Introduction to Assembly Language

Learning programming is essentially learning high-level languages, which are designed for humans to communicate with computers.

However, computers do not understand high-level languages; they must be converted into binary code through a compiler to run. Knowing high-level languages does not equate to understanding the actual execution steps of a computer.

The only language that computers truly understand is low-level languages, which are specifically used to control hardware. Assembly language is a low-level language that directly describes/controls the operation of the CPU. If you want to understand what the CPU is actually doing and the steps involved in code execution, you must learn assembly language.

Assembly language is not easy to learn, and even concise introductions are hard to find. Here, I attempt to write the most understandable assembly language tutorial, explaining how the CPU executes code.

1. What is Assembly Language?

We know that the CPU is responsible only for computation and lacks intelligence. When you input an instruction, it executes it once, then stops and waits for the next instruction.

These instructions are binary, known as opcode, for example, the addition instruction is 00000011.The role of the compiler is to translate the programs written in high-level languages into a series of opcodes.

For humans, binary programs are unreadable, and it is impossible to see what the machine has done. To solve the readability issue and occasional editing needs, assembly language was born.

Assembly language is the textual form of binary instructions, with a one-to-one correspondence with the instructions. For instance, the addition instruction 00000011 is written in assembly language as ADD. Once converted back to binary, assembly language can be directly executed by the CPU, making it the lowest-level low-level language.

2. Origins

In the early days, programming involved manually writing binary instructions and inputting them into the computer via various switches; for example, to perform addition, one would press the addition switch. Later, the invention of the punch card machine allowed binary instructions to be input into the computer automatically by punching holes in cards.

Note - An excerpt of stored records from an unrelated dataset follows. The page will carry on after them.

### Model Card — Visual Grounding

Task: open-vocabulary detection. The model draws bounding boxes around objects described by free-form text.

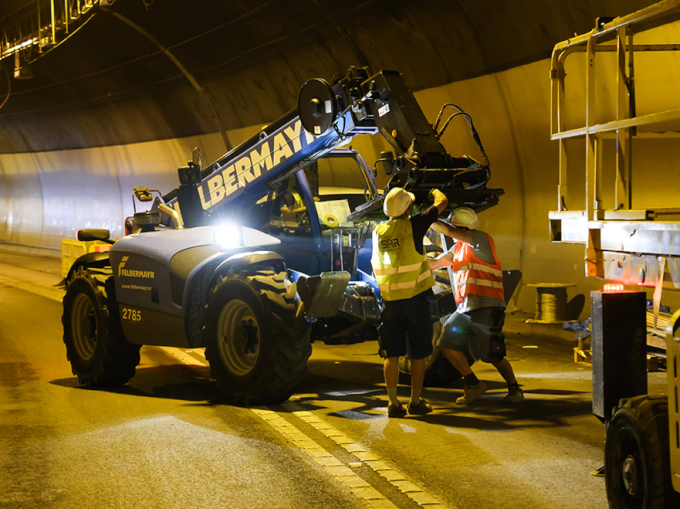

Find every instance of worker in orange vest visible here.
[430,207,524,405]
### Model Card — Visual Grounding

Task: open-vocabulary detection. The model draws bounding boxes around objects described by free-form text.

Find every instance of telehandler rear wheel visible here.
[205,270,312,405]
[61,267,140,387]
[604,396,680,509]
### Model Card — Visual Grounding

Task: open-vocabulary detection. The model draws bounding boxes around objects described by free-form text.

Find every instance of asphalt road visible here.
[0,248,665,509]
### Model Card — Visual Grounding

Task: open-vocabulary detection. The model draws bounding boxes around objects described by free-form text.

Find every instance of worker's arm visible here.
[427,251,453,270]
[431,219,472,244]
[432,189,449,214]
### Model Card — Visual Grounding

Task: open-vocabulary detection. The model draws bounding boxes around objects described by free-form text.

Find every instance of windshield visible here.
[305,156,369,230]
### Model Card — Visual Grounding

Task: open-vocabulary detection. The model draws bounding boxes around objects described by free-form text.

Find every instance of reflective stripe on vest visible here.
[371,219,434,301]
[451,235,504,304]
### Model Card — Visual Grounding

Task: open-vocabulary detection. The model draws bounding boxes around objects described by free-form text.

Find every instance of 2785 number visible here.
[123,308,142,322]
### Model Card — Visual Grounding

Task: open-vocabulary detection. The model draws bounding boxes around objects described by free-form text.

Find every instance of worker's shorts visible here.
[437,308,505,363]
[378,292,433,359]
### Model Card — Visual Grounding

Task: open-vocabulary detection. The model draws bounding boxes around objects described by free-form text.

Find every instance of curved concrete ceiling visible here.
[0,0,654,153]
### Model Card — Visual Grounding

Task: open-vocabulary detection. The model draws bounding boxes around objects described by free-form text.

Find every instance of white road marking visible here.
[6,268,457,509]
[0,276,65,302]
[283,402,456,509]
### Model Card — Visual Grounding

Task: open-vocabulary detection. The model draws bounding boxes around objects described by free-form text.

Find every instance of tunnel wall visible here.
[0,45,680,318]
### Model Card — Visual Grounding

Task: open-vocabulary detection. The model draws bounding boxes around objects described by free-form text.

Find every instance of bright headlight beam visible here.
[215,224,243,249]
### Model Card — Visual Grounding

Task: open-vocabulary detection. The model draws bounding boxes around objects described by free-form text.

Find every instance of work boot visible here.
[387,405,406,417]
[456,380,486,405]
[503,385,524,403]
[408,398,432,415]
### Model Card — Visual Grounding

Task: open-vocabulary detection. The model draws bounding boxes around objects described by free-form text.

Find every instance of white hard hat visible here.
[383,187,416,217]
[450,207,479,230]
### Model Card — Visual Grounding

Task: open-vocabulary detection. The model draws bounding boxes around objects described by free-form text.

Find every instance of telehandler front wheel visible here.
[61,267,140,387]
[604,396,680,509]
[205,270,312,405]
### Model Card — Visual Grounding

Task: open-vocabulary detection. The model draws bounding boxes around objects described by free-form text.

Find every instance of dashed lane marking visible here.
[251,403,397,509]
[283,402,457,509]
[6,276,457,509]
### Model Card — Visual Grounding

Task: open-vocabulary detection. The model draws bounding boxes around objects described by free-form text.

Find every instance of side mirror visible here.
[132,187,152,203]
[191,147,203,171]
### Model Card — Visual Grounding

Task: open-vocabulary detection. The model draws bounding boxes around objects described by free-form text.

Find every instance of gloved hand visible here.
[430,221,449,235]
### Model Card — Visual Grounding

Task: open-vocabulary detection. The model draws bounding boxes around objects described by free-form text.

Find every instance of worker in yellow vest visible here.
[371,188,448,417]
[430,207,524,405]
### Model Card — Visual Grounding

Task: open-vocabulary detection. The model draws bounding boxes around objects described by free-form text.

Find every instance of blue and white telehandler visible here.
[62,67,503,404]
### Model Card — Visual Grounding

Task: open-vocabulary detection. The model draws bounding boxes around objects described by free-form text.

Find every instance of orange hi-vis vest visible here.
[371,219,434,301]
[451,235,504,304]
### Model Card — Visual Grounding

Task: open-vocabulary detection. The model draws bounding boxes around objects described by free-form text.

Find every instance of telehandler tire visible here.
[61,267,140,387]
[204,270,312,405]
[604,396,680,509]
[399,321,475,387]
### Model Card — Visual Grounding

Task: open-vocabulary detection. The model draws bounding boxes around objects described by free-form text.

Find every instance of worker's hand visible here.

To address the readability issue of binary instructions, engineers wrote those instructions in octal. Converting binary to octal is straightforward, but octal is also not very readable. Naturally, in the end, words were used to express them, with the addition instruction written as ADD. Memory addresses were no longer referenced directly but were represented by labels.

This added another step, which is to translate these textual instructions into binary. This step is called assembling, and the program that completes this step is called an assembler. The text it processes is naturally called assembly code. After standardization, it was referred to as assembly language, abbreviated as asm.

Each CPU has different machine instructions, so the corresponding assembly languages are also different. This article introduces the most common x86 assembly language, which is used by Intel’s CPUs.

3. Registers

To learn assembly language, you must first understand two concepts: registers and the memory model.

First, let’s look at registers. The CPU is responsible for computation, not for storing data. Data is generally stored in memory, and when the CPU needs it, it reads and writes data from memory. However, the CPU’s computation speed is much faster than memory’s read and write speed, so to avoid being slowed down, the CPU comes with Level 1 and Level 2 caches. Essentially, CPU cache can be viewed as faster memory for reading and writing.

However, the CPU cache is still not fast enough, and since the addresses of data in the cache are not fixed, addressing during each read/write can also slow down speed. Therefore, in addition to the cache, the CPU also has registers to store the most frequently used data. This means that the most frequently read and written data (such as loop variables) are kept in registers, allowing the CPU to prioritize reading and writing from registers, which then exchange data with memory.

Registers do not distinguish data by address but by name. Each register has its own name, and we tell the CPU which specific register to fetch data from, making this the fastest method. Some people liken registers to the CPU’s zero-level cache.

4. Types of Registers

Early x86 CPUs had only 8 registers, each with a different purpose. Today’s registers number over 100, and they have all become general-purpose registers without specific designations, but the names of the early registers have been retained.

Among the 8 registers above, the first seven are general-purpose. The ESP register has a specific purpose, which is to save the current address of the stack (see the next section for details).

We often see names like 32-bit CPU and 64-bit CPU, which actually refer to the size of the registers. A 32-bit CPU has a register size of 4 bytes.

5. Memory Model: Heap

Registers can only hold a small amount of data; most of the time, the CPU must command registers to exchange data directly with memory. Therefore, in addition to registers, it is essential to understand how memory stores data.

When a program runs, the operating system allocates a segment of memory for it to store the program and the data generated during execution. This segment of memory has a starting address and an ending address, for example, from 0x1000 to 0x8000, where the starting address is the smaller one and the ending address is the larger one.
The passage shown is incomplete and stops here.